Brisbane has had the strongest rental growth in Asia Pacific over the 12 months to the end of Q1 2024, according to the latest research from Knight Frank.

Knight Frank’s Asia-Pacific Prime Office Rental Index for Q1 2024 found Brisbane recorded rental growth of 6.8% over the 12-month period, recording the highest rental growth out of 23 cities tracked.

Ho Chi Minh City was next at 6.6%, while Perth came in third at 6.3%.

Of the other Oceania cities, Auckland came in at 4.3%, followed by Sydney (3.6%) and Melbourne (0.1%).

The report found 15 out of 23 cities tracked by the index recorded stable or increased rents in Q1 2024, compared with 13 cities in Q4 2023.

However, the Asia-Pacific Prime Office Rental Index registered a 3.2% year-on-year decline, steeper than the 2.4% year-on-year fall in Q4 2023.

This seventh consecutive quarterly drop was primarily driven by deepening rental declines in Chinese Mainland cities, which reached record lows during the quarter.

Meanwhile, Knight Frank’s Brisbane CBD Office Market report provides further evidence of the strong rental growth in Brisbane’s CBD office market, finding average prime gross face rents increased by 6.3% to $907/sqm in the 12 months to April 2024.

Prime effective rents are forecast to grow by a further 5.7% over the remainder of 2024, and prime face rents are forecast to grow by an average of 6.1% in the five years from 2024 to 2028.

Prime incentives now average 39%, falling from 40% in the past six months, and are predicted to fall to 38% over the next two years before plateauing.

Knight Frank Partner, Research and Consulting Jennelle Wilson said demand for premium and upper A grade space – or best in class assets – had continued to drive prime rental growth in Brisbane’s CBD office market.

“Conservatism due to slower economic growth and cost pressures is expected to moderate rental growth during 2025 before the inherent lack of new supply will see rents accelerate again from 2026 and 2028.

“The total vacancy rate is forecast to fall to 9.7% by January 2025, down from 11.7% in January 2024, due to a lack of supply in 2024 and ongoing tenant demand, before increasing again in response to new supply through 2025.

“However, the lack of new supply between 2026 and 2028 will support vacancy falling again to below 9%, with the prime market to become very tight, particularly for contiguous space.”

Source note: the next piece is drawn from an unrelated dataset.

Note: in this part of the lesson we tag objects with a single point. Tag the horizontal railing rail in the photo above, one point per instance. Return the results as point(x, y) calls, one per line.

Knight Frank Head of Office Leasing Queensland Mark McCann said the Brisbane CBD office market had been supported by strong tenant demand over the past year, leading to significant rental growth.

“With no new prime supply since 2021 and more than a year before uncommitted new space is delivered, which is likely to be limited, larger tenants are increasingly commencing the process to secure their space well ahead of expiry due to supply constraints,” he said.

“Tenant demand for the CBD has been broad-based over the past 12 months, but the most active sectors have been Professional, Scientific & Technical services and Government.

“Recently the State Government has been the more active government tenant, but this is expected to switch to the Federal Government during 2024.

“The importance of the workplace to attract and retain staff plus maintain a dynamic and highly attended office remains of key importance to both large and mid-tier tenants.

“Top and mid-tier professional firms are increasingly locking in future premises decisions and taking advantage of the relatively greater choice on offer now than there is expected to be in the next three years.”